La donna gli disse: ‘Signore, non hai con che attingere, e il pozzo è profondo: di dove dunque hai quest’acqua viva? Sei tu forse più grande di Giacobbe, nostro padre, che diede a noi questo pozzo, da cui attinse per bere lui, i suoi figli e il suo bestiame?’.
Gesù le rispose: ‘Chi beve di quest’acqua tornerà ad aver sete; chi invece berrà l’acqua che gli darò io, non avrà più sete in eterno; ma l’acqua che gli darò diventerà in lui una sorgente zampillante fino alla vita eterna’.
Gli disse la donna: ‘Signore, dammi di quest’acqua, affinché non abbia più sete, e non debba venire fin qua ad attingere’.
Gesù disse alla donna: ‘Và a chiamare tuo marito, poi ritorna qui’.
‘Non ho marito’, gli rispose la donna.
E Gesù: ‘Hai detto bene: ‘non ho marito’, perché ne hai avuti cinque, e quello che hai ora non è tuo marito: in questo hai detto la verità’.
Gli disse la donna: ‘Signore, vedo che tu sei profeta. I nostri padri hanno adorato su questo monte, ma voi dite che il luogo dove bisogna adorare è in Gerusalemme’.

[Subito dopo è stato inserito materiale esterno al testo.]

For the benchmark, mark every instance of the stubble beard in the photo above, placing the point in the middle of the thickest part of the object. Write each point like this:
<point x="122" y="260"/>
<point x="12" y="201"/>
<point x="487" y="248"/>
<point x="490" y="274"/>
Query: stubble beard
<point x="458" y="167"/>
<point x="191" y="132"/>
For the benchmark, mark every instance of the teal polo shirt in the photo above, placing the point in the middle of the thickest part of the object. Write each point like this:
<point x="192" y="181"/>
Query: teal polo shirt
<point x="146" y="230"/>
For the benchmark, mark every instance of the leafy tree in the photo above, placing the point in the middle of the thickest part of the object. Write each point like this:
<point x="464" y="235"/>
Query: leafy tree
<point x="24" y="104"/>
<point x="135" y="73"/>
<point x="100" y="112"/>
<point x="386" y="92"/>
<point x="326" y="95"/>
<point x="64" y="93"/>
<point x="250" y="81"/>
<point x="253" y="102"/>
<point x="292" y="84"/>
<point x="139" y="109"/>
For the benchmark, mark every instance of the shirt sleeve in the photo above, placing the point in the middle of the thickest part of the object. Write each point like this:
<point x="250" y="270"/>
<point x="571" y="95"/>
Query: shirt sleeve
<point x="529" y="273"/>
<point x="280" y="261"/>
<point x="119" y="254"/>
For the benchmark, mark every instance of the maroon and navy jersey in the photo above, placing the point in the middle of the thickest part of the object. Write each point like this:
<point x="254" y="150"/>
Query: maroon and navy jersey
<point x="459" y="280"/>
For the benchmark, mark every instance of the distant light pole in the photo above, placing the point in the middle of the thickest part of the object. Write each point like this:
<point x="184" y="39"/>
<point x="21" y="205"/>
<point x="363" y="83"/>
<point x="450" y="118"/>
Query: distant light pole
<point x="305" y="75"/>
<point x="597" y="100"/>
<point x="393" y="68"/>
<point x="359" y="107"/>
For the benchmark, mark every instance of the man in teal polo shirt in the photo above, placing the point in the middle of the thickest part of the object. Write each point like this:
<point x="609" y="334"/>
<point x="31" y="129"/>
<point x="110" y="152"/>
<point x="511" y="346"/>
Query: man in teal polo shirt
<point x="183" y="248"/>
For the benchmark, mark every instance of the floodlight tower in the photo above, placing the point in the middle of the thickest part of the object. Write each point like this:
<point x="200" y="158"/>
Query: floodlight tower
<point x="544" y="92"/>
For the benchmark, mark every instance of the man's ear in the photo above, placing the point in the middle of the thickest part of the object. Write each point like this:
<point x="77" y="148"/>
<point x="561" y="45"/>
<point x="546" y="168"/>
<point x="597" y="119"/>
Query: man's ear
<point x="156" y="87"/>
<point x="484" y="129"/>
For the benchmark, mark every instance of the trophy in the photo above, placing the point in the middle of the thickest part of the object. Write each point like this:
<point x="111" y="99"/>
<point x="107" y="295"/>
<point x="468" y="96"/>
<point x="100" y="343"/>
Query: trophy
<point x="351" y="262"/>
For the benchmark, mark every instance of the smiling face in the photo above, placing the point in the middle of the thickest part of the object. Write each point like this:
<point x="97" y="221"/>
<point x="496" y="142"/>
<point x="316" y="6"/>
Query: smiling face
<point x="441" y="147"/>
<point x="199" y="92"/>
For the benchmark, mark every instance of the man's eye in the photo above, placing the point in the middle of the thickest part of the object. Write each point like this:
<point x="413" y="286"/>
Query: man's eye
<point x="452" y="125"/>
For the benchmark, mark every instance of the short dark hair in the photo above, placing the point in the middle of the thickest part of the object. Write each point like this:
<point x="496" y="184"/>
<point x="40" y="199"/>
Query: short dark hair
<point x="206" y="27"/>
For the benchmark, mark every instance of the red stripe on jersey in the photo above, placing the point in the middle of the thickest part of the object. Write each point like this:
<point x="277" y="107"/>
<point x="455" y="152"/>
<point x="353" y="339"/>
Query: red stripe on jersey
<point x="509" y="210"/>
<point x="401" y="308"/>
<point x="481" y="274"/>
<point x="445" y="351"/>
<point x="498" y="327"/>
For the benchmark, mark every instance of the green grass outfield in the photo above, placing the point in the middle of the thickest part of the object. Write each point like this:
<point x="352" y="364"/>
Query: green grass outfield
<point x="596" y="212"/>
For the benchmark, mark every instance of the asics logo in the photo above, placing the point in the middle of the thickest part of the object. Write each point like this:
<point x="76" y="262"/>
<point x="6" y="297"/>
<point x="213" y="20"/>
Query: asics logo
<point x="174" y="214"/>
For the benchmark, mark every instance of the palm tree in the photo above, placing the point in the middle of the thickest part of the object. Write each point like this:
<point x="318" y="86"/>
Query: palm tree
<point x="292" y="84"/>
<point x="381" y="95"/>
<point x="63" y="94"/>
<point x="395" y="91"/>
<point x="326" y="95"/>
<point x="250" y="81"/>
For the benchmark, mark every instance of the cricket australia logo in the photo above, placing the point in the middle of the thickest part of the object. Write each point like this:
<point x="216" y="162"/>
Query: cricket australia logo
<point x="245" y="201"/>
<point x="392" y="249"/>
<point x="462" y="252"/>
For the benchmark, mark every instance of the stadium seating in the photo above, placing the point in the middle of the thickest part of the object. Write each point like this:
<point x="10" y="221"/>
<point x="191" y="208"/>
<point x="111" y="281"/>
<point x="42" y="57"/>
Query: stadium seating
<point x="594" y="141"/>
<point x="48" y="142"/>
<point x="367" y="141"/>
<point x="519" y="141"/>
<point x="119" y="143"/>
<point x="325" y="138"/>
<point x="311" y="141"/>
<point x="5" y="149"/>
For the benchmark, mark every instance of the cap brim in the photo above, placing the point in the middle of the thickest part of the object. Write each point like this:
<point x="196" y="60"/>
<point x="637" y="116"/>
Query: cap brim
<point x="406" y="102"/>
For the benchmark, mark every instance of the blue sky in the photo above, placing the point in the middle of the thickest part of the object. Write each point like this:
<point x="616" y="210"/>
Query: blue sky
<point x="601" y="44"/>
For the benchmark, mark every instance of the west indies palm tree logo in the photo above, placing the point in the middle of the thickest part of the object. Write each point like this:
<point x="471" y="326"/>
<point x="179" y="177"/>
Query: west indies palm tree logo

Gesù le rispose: ‘Credimi, donna, ; è venuto il tempo in cui né su questo monte, né in Gerusalemme adorerete il Padre. Voi adorate quello che non conoscete, noi adoriamo quello che conosciamo, perché la salvezza viene dai Giudei. Ma viene il tempo, anzi è questo, in cui i veri adoratori adoreranno il Padre in spirito e verità. Perché il Padre così vuole i suoi adoratori. Dio è spirito, e quelli che l’adorano devono adorarlo in spirito e verità’.
Gli disse la donna: ‘So che ha da venire il Messia, che vuol dire Cristo; quando sarà venuto lui, ci insegnerà tutto’.
Gesù le disse: ‘Sono io che ti parlo’.
In quel momento arrivarono i suoi discepoli e si meravigliarono che parlasse con una donna. Tuttavia nessuno gli domandò: ‘Che le chiedi?’ o: Perché parli con lei?’.
La donna intanto lasciò lì la sua brocca, andò in città e disse a quella gente: ‘Venite a vedere un uomo il quale mi ha svelato tutto quello che ho fatto. Che sia forse il Cristo?’
Uscirono allora dalla città e andarono da  lui.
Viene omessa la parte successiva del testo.